Storage giant Western Digital (WDC -1.32%) doesn't have much of a history as a dividend payer. The company instituted its dividend less than four years ago, announcing its first dividend in Sept., 2012. But since then, Western Digital has hiked its dividend three times, and in the process, has become quite a stock for income-seeking investors. Currently, Western Digital shares yield an attractive 4.4%.
But Western Digital's core business -- the sale of traditional hard drives -- appears challenged by technological change and slowing demand, and its proposed acquisition of high-flying peer SanDisk (NASDAQ: SNDK) could undermine its balance sheet. What's more, that high dividend yield has been driven more by a collapse in share price (down more than 55% in the last 12 months) than a soaring payout, as investors have begun to doubt the fundamentals of Western Digital's business. Let's take a closer look at Western Digital to see if investors should expect a dividend hike in 2016.

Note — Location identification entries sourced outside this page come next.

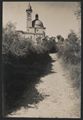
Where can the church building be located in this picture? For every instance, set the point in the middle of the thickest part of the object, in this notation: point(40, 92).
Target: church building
point(34, 28)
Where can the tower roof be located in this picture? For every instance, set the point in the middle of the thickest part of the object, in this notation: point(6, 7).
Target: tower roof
point(29, 8)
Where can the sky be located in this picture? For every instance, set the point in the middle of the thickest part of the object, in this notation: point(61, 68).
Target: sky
point(57, 17)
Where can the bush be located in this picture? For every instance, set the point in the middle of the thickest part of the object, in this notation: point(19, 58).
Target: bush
point(70, 52)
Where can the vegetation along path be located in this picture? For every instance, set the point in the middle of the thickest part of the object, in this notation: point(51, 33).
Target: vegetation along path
point(61, 100)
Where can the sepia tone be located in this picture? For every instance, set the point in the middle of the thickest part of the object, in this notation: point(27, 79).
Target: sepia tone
point(42, 59)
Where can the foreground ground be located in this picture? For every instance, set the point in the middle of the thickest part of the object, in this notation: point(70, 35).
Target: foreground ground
point(62, 99)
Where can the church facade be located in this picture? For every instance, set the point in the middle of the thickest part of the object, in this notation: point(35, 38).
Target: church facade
point(34, 28)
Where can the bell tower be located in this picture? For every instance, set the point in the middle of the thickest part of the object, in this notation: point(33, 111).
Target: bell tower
point(29, 17)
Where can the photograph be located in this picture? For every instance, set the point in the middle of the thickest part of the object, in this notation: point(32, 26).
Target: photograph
point(41, 59)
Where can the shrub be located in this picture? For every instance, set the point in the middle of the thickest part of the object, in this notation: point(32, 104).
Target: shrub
point(70, 52)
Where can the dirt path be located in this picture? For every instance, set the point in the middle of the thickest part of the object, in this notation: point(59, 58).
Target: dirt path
point(61, 102)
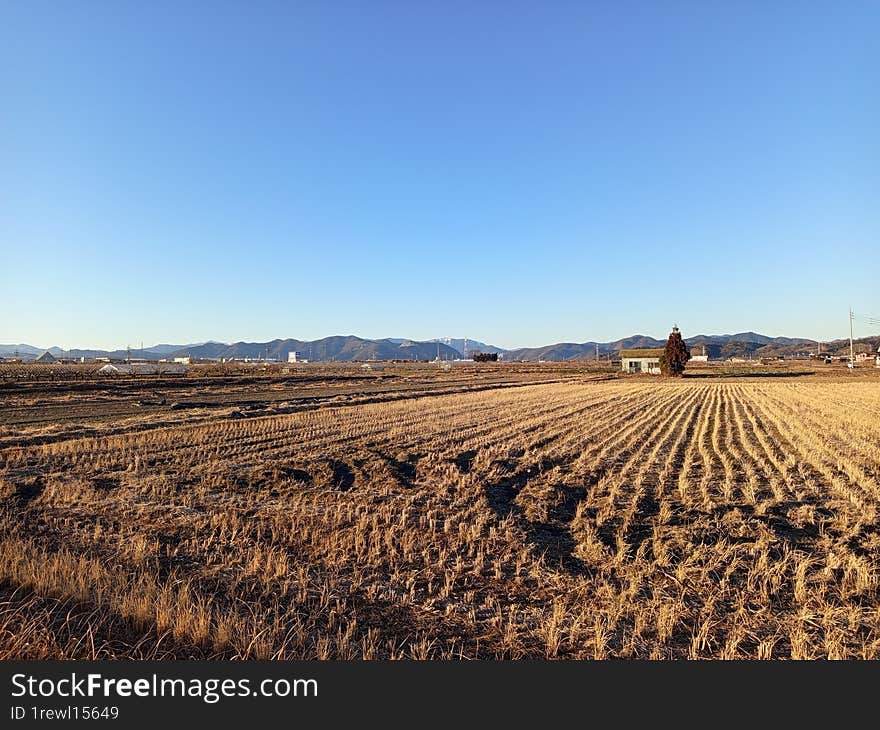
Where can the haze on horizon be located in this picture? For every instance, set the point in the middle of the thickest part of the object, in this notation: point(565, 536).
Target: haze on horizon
point(522, 174)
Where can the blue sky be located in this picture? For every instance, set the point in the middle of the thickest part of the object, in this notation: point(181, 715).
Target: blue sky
point(520, 173)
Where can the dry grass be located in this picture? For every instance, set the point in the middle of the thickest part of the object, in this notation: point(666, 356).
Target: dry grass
point(644, 519)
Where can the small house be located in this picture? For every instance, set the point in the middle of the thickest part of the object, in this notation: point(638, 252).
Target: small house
point(641, 360)
point(143, 368)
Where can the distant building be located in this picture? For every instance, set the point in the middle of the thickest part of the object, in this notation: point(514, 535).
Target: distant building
point(143, 368)
point(641, 360)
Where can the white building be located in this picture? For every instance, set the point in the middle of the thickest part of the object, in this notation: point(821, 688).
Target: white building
point(642, 360)
point(143, 368)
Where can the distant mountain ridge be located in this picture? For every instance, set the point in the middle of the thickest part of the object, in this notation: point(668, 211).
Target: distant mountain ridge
point(350, 347)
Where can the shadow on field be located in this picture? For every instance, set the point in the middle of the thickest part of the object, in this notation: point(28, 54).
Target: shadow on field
point(553, 539)
point(765, 374)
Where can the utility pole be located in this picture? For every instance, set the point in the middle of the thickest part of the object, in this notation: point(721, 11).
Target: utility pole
point(852, 362)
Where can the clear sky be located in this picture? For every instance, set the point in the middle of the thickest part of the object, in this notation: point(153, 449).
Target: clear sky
point(516, 172)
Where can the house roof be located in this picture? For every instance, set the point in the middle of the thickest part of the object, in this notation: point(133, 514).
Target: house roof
point(643, 352)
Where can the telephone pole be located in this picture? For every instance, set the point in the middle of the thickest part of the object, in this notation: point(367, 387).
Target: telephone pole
point(852, 362)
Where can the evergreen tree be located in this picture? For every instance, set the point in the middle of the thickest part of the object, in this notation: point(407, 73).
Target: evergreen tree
point(675, 355)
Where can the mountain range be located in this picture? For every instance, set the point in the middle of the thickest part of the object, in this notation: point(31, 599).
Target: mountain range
point(350, 347)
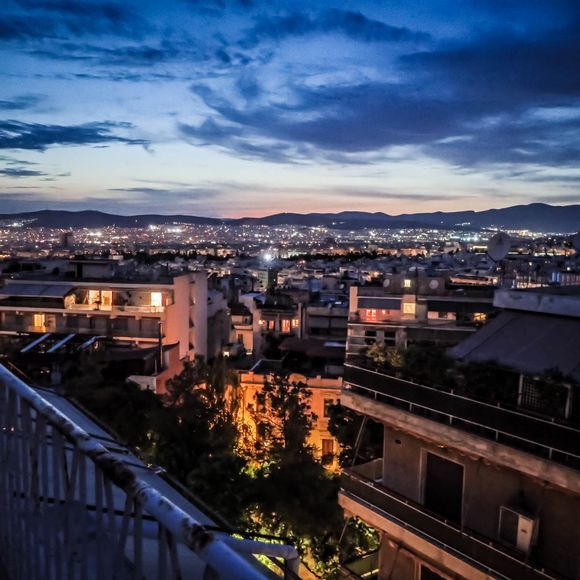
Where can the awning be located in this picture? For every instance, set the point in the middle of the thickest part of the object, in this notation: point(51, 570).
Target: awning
point(35, 290)
point(378, 302)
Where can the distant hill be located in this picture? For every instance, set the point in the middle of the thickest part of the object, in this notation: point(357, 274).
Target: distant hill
point(535, 216)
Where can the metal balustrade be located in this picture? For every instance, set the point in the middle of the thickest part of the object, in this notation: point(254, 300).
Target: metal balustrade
point(542, 437)
point(79, 506)
point(477, 551)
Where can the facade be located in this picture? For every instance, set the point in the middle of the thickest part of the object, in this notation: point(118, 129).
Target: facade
point(93, 299)
point(465, 486)
point(409, 308)
point(325, 392)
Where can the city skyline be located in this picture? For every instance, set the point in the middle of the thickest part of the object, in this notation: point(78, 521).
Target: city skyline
point(232, 108)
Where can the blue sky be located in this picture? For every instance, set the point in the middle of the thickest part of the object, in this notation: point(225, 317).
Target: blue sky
point(250, 107)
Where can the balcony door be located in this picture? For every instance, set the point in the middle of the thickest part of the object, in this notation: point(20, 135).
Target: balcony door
point(443, 487)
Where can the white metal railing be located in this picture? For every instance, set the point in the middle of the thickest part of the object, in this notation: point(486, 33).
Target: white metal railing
point(71, 508)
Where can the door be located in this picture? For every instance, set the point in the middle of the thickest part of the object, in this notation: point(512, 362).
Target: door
point(443, 487)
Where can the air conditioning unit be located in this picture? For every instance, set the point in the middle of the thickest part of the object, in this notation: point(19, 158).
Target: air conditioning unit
point(517, 528)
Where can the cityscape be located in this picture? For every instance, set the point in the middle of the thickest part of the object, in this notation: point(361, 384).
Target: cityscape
point(289, 290)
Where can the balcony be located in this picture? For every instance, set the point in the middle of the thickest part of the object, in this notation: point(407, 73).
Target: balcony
point(481, 553)
point(76, 504)
point(539, 436)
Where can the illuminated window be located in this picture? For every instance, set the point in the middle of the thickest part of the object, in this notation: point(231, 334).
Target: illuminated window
point(327, 404)
point(327, 446)
point(94, 296)
point(156, 299)
point(371, 314)
point(39, 320)
point(107, 298)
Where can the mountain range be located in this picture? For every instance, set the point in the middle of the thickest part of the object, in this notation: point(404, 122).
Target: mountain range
point(535, 216)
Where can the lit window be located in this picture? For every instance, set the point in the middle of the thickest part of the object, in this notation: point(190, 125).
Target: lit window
point(327, 404)
point(327, 446)
point(156, 299)
point(39, 320)
point(371, 314)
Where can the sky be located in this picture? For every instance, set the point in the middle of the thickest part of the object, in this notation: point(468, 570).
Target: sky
point(251, 107)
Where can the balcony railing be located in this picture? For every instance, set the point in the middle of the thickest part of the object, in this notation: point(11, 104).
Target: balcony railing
point(543, 437)
point(479, 552)
point(77, 505)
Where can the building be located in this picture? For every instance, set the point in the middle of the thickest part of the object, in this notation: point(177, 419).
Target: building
point(77, 503)
point(415, 307)
point(479, 483)
point(132, 308)
point(325, 391)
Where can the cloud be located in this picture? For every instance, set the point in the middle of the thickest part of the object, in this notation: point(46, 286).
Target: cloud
point(349, 23)
point(17, 172)
point(21, 103)
point(58, 18)
point(35, 136)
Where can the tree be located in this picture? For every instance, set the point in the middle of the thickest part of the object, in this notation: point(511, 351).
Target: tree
point(196, 437)
point(295, 496)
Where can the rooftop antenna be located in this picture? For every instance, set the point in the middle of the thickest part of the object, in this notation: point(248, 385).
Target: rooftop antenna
point(498, 247)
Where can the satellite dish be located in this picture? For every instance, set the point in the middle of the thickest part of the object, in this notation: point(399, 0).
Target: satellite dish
point(498, 246)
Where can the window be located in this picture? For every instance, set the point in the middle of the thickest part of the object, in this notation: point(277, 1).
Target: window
point(327, 404)
point(429, 574)
point(38, 320)
point(327, 447)
point(260, 402)
point(156, 299)
point(545, 397)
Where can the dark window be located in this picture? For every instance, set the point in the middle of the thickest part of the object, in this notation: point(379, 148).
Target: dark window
point(443, 491)
point(508, 526)
point(428, 574)
point(544, 397)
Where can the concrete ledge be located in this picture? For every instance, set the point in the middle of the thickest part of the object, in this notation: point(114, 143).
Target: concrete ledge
point(477, 447)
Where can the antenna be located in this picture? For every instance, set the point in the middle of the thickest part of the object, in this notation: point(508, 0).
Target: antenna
point(499, 245)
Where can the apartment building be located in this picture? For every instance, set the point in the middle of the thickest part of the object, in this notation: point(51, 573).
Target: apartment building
point(479, 483)
point(415, 307)
point(96, 298)
point(325, 391)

Dividend stats on Western Digital
Current Quarterly Dividend Per Share |
$0.50 |
Current Yield | 4.41% |
Number of Consecutive Years With Dividend Increases | 3 years (since 2013) |
Payout Ratio | 31.47% |
Last Increase | April 2015 |
A commitment to capital returns
Western Digital instituted its dividend in the midst of a slowdown in its business. Declining PC shipments, coupled with the rise of ever more affordable solid state drives, created doubt about the validity of Western Digital's long-term prospects. At the time, the company said it would aim to return about 50% of its free cash flow to shareholders through dividends and stock buybacks. Since then, Western Digital has boosted its dividend and bought back billions of dollars worth of stock.
Western Digital remains profitable, and has billions in the bank. In its fiscal year first quarter, Western Digital generated $394 million of free cash flow, and ended the quarter with $5.1 billion of cash. It paid out $115 million to shareholders in the form of dividend payments. Barring a sharp downturn in its business, continued dividend payments with regular increases seem likely.
Taking on debt to buy SanDisk
Or at least they did until last October, when Western Digital announced it would be acquiring SanDisk for about $18.9 billion. Western Digital plans to finance the acquisition through a combination of cash, common stock, and debt. Western Digital expects to take on $18.1 billion of new debt facilities in connection with its SanDisk purchase. Immediately following the announcement, Western Digital suspended its share repurchase program, despite having a $2.1 billion authorization left.
The deal doesn't look all that bad for Western Digital's balance sheet, however, as China's Unisplendour is slated to infuse the hard drive-maker with billions of dollars. Last September, Unisplendour announced a deal to acquire 15% of Western Digital for about $3.8 billion, buying newly issued common stock.
Yet the fate of both deals remains in jeopardy. Western Digital and Unisplendour must first gain the approval of the U.S. Committee of Foreign Investment in the United States (CFIUS). Earlier this month, the CFIUS blocked Philips' planned sale of its lighting business to a group of Asian buyers, and it could do the same to Western Digital. To complicate matters further, Unisplendour's vice chairman and president Qi Lian recently resigned.
If the Unisplendour deal falls through, the terms of Western Digital's acquisition will change, and its shareholders will have to approve the merger with SanDisk. That might prove difficult, given that, after the deal was announced last October, Western Digital shares plunged.
Ignoring the ongoing shifts in the storage business, Western Digital's fate seems complex and multifaceted, and it's difficult to say whether or not Western Digital will raise its dividend yet again in 2016. With such a high yield, Western Digital appears attractive to income-hungry investors, but don't count on regular increases.